Beginning in 1969, Eldridge became the leader of the house band at Jimmy Ryan's jazz club in Manhattan. He was incapacitated by a stroke in 1970, but continued to lead the group at Ryan's. As leader, Eldridge was noted for his occasional hijinx, including impromptu "amateur night" sessions during which he would invite inexperienced players on stage to lead his band, often for comedic effect and to give himself a break. In 1971, Eldridge was inducted into the Down Beat Jazz Hall of Fame.

After suffering a heart attack in 1980, Eldridge gave up playing. He died at the age of 78.

His legacy is huge. He was extremely versatile on his horn, not only quick and articulate with the low to middle registers, but in the high registers as well. Jazz critic Gary Giddins described Eldridge as having a "flashy, passionate, many-noted style that rampaged freely through three octaves, rich with harmonic ideas impervious to the fastest tempos."  Eldridge is frequently grouped among those jazz trumpeters of the '30s and '40s who eschewed Louis Armstrong's lyrical style for a rougher and more frantic style. 

Eldridge was also lauded for the intensity of his playing.  Ella Fitzgerald once said: "He's got more soul in one note that a lot of people could get into the whole song." The high register lines that Eldridge employed were one of many prominent features of his playing, and Eldridge expressed a penchant for the expressive ability of the instrument's highest notes, frequently incorporating them into his solos.  He was also known for his fast style of playing, often executing blasts of rapid double-time notes followed by a return to standard time. 
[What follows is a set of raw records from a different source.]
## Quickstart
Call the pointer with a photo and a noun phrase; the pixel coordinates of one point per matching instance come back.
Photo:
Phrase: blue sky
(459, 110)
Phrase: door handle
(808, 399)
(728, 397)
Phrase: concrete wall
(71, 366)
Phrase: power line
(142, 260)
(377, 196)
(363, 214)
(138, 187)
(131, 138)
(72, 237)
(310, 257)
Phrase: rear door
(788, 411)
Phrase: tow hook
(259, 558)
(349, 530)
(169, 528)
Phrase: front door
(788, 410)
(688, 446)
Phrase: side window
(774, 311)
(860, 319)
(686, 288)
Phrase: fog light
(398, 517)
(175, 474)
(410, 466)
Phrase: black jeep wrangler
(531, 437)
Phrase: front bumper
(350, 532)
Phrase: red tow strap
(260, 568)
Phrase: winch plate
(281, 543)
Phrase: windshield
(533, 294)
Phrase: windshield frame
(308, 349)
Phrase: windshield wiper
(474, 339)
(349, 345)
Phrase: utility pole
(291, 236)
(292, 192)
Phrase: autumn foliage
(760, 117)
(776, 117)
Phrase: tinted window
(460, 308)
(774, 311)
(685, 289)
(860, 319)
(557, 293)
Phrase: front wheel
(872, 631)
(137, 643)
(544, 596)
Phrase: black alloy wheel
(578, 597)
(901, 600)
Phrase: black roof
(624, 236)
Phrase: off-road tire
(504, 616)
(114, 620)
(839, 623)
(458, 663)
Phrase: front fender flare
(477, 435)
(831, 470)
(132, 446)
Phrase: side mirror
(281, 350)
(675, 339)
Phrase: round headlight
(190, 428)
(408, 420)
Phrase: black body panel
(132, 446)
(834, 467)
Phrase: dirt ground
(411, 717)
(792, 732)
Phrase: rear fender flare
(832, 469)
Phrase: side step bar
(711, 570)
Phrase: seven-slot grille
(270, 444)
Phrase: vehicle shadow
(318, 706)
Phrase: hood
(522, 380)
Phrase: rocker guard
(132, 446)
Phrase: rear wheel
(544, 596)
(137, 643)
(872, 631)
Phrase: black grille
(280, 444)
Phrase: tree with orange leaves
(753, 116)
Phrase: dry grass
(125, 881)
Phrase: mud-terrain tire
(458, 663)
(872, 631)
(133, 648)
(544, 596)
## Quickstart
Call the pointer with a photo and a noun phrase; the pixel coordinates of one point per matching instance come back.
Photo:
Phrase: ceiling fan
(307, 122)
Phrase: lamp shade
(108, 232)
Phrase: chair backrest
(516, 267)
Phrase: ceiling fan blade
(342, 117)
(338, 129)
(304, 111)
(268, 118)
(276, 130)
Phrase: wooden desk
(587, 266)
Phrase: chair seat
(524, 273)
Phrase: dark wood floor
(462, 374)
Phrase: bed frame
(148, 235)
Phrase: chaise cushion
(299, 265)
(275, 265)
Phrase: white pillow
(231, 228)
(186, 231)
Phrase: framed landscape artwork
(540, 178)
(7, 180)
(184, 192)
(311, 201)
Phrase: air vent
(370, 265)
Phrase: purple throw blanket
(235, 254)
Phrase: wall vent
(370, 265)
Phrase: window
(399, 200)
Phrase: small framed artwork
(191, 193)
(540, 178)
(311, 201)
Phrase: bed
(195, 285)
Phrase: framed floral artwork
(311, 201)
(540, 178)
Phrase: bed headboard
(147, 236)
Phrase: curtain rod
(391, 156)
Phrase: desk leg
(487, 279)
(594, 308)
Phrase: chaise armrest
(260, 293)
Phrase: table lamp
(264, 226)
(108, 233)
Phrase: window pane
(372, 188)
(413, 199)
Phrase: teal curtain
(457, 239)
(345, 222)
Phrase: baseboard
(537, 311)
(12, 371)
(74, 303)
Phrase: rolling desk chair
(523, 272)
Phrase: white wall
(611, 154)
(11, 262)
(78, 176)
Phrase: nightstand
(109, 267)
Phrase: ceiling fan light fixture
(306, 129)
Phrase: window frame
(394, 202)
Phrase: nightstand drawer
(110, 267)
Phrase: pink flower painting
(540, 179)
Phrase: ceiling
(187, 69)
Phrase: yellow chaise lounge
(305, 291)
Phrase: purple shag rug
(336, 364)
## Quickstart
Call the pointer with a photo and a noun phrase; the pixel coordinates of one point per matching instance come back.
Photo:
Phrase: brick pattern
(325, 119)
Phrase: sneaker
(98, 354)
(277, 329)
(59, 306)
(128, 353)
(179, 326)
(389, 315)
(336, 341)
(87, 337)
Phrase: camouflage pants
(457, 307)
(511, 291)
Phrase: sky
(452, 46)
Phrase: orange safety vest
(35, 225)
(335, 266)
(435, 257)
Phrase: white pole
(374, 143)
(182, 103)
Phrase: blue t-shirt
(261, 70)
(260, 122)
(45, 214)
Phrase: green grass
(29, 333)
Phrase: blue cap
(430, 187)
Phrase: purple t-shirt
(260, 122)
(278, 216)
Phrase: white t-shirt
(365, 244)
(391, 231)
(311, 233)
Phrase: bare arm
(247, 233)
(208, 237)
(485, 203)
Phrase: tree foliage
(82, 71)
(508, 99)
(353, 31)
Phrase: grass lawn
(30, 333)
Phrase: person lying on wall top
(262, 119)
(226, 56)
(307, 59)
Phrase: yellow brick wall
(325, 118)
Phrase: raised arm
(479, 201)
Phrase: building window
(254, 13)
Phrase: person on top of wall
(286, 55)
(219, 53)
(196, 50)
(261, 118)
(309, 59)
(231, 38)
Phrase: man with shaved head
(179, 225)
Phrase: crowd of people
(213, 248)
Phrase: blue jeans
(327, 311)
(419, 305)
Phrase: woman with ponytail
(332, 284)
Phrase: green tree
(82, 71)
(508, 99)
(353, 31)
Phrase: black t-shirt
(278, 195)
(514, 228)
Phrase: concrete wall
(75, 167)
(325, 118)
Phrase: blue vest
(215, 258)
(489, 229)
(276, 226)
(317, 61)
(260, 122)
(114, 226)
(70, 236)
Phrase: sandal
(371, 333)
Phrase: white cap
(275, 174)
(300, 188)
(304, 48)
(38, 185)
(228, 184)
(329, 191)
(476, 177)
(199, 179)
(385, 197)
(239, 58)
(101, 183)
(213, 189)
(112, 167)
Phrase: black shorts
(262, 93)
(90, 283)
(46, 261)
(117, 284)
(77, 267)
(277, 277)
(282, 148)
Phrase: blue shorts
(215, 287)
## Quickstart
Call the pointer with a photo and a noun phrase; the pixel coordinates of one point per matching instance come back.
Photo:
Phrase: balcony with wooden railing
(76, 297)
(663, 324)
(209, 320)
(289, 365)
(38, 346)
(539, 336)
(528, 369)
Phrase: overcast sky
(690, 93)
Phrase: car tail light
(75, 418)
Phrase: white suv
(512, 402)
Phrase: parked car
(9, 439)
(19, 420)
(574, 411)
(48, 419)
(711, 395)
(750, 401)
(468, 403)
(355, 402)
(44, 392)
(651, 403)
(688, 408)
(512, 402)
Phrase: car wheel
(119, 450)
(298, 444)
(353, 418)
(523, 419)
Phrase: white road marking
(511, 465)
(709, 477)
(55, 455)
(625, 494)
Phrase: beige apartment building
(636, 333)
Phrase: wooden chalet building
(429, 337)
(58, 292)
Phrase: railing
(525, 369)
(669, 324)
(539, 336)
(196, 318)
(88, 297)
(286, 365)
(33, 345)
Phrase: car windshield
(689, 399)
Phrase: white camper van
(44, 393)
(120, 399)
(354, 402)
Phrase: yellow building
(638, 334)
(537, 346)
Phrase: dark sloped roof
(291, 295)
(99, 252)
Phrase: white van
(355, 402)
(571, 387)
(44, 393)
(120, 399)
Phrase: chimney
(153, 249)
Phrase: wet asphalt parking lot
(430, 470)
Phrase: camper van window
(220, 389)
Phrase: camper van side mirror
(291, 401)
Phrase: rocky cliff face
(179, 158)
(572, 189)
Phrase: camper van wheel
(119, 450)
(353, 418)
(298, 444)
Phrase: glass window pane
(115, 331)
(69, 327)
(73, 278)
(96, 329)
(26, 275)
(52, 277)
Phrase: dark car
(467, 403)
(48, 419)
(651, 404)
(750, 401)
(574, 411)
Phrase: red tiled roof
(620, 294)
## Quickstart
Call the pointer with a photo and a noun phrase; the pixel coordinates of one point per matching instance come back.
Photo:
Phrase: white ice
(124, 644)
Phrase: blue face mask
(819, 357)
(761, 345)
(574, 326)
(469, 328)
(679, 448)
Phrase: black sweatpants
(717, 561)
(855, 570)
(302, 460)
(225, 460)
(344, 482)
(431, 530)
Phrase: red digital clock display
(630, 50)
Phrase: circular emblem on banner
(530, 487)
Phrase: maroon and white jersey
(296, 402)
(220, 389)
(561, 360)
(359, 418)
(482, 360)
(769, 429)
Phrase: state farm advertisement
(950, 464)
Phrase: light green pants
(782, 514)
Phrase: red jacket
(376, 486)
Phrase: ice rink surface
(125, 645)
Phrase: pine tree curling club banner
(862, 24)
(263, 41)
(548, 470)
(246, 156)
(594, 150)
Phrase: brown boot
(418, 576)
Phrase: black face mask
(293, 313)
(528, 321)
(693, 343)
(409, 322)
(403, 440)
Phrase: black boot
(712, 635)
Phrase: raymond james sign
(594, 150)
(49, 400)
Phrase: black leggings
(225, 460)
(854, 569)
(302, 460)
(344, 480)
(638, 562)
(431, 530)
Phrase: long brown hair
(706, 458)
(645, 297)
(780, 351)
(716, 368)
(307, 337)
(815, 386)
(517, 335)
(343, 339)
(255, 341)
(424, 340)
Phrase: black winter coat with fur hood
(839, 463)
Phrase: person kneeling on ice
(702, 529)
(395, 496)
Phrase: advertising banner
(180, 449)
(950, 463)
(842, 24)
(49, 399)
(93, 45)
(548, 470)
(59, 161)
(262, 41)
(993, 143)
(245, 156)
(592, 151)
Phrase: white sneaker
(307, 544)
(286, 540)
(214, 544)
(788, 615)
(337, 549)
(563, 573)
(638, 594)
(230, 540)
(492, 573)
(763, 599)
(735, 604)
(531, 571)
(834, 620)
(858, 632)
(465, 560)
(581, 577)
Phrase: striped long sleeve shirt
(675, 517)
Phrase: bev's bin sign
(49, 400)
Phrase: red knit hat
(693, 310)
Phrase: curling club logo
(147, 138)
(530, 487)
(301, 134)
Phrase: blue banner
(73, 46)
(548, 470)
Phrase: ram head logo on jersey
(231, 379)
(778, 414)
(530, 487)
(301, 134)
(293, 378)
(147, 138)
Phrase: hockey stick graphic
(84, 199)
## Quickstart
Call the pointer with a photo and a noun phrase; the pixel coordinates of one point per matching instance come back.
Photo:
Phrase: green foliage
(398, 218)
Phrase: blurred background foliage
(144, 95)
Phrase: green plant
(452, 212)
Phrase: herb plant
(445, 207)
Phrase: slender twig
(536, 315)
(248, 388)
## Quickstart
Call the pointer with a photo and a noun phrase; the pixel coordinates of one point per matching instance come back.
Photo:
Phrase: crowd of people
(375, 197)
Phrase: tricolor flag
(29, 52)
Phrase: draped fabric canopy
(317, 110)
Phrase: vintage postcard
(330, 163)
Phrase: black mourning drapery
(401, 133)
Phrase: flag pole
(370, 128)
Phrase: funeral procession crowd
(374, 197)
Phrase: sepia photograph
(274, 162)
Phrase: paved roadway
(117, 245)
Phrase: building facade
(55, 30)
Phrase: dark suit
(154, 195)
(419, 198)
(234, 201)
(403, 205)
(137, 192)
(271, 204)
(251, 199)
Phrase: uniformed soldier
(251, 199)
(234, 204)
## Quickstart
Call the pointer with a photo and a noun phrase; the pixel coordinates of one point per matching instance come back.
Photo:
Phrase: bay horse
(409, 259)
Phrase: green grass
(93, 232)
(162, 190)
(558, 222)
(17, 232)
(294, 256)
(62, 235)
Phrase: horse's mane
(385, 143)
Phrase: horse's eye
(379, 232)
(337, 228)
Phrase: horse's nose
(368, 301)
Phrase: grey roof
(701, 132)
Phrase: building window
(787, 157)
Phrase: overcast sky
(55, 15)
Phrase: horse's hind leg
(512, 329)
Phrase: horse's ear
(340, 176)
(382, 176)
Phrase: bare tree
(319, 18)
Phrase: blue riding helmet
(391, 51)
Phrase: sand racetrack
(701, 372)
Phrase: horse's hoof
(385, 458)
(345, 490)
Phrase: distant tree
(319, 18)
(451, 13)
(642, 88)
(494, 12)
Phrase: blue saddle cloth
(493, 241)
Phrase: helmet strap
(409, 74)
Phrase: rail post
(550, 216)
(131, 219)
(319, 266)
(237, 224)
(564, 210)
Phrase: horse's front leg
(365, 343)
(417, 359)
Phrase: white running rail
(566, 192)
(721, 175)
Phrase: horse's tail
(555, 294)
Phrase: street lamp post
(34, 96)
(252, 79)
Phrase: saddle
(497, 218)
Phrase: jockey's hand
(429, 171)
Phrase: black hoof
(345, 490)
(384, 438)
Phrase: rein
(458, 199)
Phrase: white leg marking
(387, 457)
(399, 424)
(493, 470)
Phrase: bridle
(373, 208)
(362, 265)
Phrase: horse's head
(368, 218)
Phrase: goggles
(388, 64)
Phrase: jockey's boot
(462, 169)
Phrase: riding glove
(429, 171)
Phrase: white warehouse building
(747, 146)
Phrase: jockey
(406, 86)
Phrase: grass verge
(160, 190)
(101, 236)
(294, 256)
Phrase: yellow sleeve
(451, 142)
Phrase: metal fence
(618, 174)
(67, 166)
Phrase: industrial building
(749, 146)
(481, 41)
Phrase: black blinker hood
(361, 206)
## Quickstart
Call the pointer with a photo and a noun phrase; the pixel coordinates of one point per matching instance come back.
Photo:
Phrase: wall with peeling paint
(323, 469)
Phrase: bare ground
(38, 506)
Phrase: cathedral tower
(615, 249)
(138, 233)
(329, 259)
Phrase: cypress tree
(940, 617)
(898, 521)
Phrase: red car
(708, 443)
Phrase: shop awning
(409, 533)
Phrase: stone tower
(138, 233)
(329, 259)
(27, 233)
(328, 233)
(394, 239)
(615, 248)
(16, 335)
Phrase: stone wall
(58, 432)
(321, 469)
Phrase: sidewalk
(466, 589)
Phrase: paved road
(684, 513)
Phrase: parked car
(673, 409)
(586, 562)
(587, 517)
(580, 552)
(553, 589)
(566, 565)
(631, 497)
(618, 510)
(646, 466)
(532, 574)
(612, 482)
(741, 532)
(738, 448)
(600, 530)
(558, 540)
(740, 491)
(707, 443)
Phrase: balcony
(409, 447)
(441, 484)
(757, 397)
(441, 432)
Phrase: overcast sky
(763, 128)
Eldridge's fast playing and extensive development of the instrument's upper register were heavy influences on Dizzy Gillespie. Dizzy got the chance to engage in numerous jam sessions and trumpet battles with Eldridge at New York's Minton's Playhouse in the early 1940s. Referring to Eldridge, Dizzy went so far as to say: "He was the Messiah of our generation." Eldridge first heard Dizzy on Lionel Hampton's 1939r ecording of Hot Mallets and later recalled, "I heard this trumpet solo and I thought it was me. Then I found out it was Dizzy."  Although frequently touted as the bridge between Louis Armstrong and Dizzy Gillespie, Eldridge always insisted: "I was never trying to be a bridge between Armstrong and something."